Until 2015, accreditation of foreign representative offices and branches was carried out by:

  1. Chamber of Commerce and Industry of the Russian Federation.
  2. State Registration Chamber under the Ministry of Justice of the Russian Federation.
  3. Ministry of Justice of the Russian Federation.
  4. Ministry of Foreign Affairs of the Russian Federation.
  5. Bank of Russia.
  6. Federal Aviation Service of the Russian Federation.

Since 2015, the functions of the accrediting body have been transferred to the Federal Tax Service (MIFTS No. 47).

Tax registration of representative offices of foreign companies

Any corporate entities, including representative offices, branches and organizations themselves, legally capable and established under the laws of foreign states, are recognized as legal entities for tax purposes. The creation of a permanent representative office is not considered a corporate form of a subdivision: it can be recognized for the purpose of tax accounting as a branch, representative office, commercial enterprise of legal entities or individuals working on behalf and in the interests of a foreign company.

A separate subdivision of the company, which will operate in Russia, must register with the registering tax authorities within 30 days. This procedure is approved by the Ministry of Finance of the Russian Federation, however, its violation does not provide for punishment, including a fine.

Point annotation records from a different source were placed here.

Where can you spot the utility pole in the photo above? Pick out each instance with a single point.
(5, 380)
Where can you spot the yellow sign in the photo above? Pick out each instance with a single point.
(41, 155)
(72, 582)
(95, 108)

Without exception, all branches and representative offices of foreign companies are required to register with the tax service of the region of the Russian Federation in which its activities are actually carried out or vehicles and real estate are located.

If work is carried out in several districts at once, each of them must be registered with the local inspectorate of the Federal Tax Service.

Changing the legal address of a representative office of a foreign company involves adjusting the registration data: FTS employees must be notified about this in a timely manner. If we are talking about transferring a company to the territory of another subject of the Russian Federation, it will have to be removed from tax records and re-registered with the Federal Tax Service of the region that the company has chosen to carry out commercial activities.

Important: if the representative office / branch or the foreign company itself has changed or will change the information that is included in the Consolidated Register, the management of the separate subdivision is obliged to notify the registering authority about this and make changes to the register no later than 15 calendar days from the date of loss of relevance of the relevant information.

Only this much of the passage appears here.